Wednesday, September 16, 2009

Monologue Feedback

So, I presented my monologue to the advanced playwriting course, and the feedback, while generally positive, pointed to a lot of issues with the piece. I'll recap:

1. Most people were either not with the story about Grandpa, or were lost when the monologue transitioned into the story of the character's friend. This is perhaps the easiest to remedy as a matter of practice, but the hardest for me to actually commit to. Obviously, the monologue has to be about the character's friend, and obviously the bulk of his storytelling is about his grandfather, so obviously I need to trim the story about the grandfather. I may have to work this story in later in the play, or maybe just cut it completely, and leave it as a little piece of information I know (and you guys know) that informs in some small way the protagonist's character. It's still painful to cut any of it, though.

2. People want to learn more about the protagonist's friend. This will easily be solved by, well, the entire rest of the play, but I think I can give the audience a little more about her here in the monologue as well.

3. There needs to be dramatic action. This is something the professor insists on that most students tend to roll their eyes about but for the most part I agree. As I wrote the monologue I wrote as if it were an internal monologue at the beginning of a novel, and that kind of narration works wonderfully in a novel. But I believe that audiences want to see something happening. They want to watch rather than be told. And there is dramatic action in the piece, it just comes at the tail end after several minutes of talking about his grandfather. So the action of the monologue needs to come earlier, but that shouldn't be too difficult if I refocus the story to be about his friend rather than Grandpa.

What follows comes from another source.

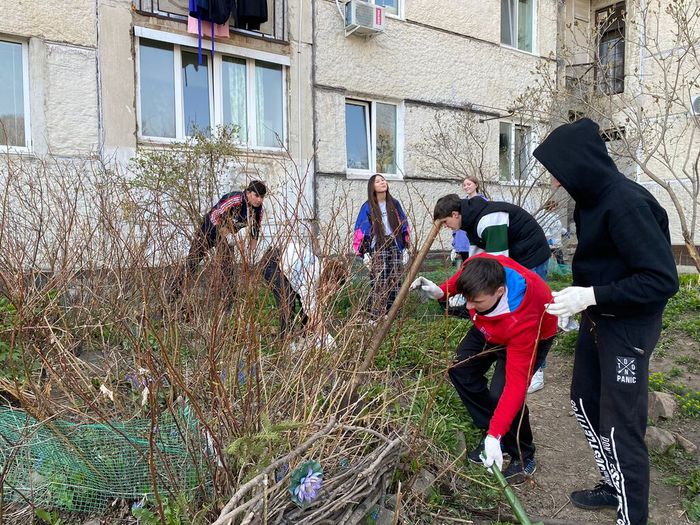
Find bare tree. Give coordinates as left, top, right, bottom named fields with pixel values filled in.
left=513, top=0, right=700, bottom=270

4. Maintain the disjointedness. This was actually positive feedback for the section about his friend, but was also reverse engineered into constructive criticism for the section about his grandfather. The feedback, and I'll paraphrase because it was probably the most poignant and helpful feedback I got from the class, was that when the character's thinking became more disjointed when talking about his friend: "that was when it felt like he was talking to me, rather than at me." I was worried that I'd lose people when his thinking would bounce back and forth between death, jokes and the three wishes game, but the class pretty much universally agreed that was when they felt most connected to him.

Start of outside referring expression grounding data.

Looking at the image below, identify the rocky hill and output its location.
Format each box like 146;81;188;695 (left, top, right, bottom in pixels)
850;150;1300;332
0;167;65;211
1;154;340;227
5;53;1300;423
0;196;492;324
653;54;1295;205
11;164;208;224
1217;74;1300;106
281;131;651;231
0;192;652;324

5. Maintain the contrasts. The contrasts between death, grief and humor resonated well with the class, and is something I plan on making a major theme throughout the play. The second contrast in this piece, and something that didn't work as well as I had hoped, was in his reactions between his grandpa's death and his friend's death. We need to know how he reacted to his grandpa's death and we need to know it in this scene, that much I am sure of. We also need to see some more hints about why this death is affecting him so much harder, and it has to be more than just age. That's some work I need to put into it.

My plan is to revise this monologue sometime before the end of the week, and then move on the rest of the act. What do you guys think about this feedback?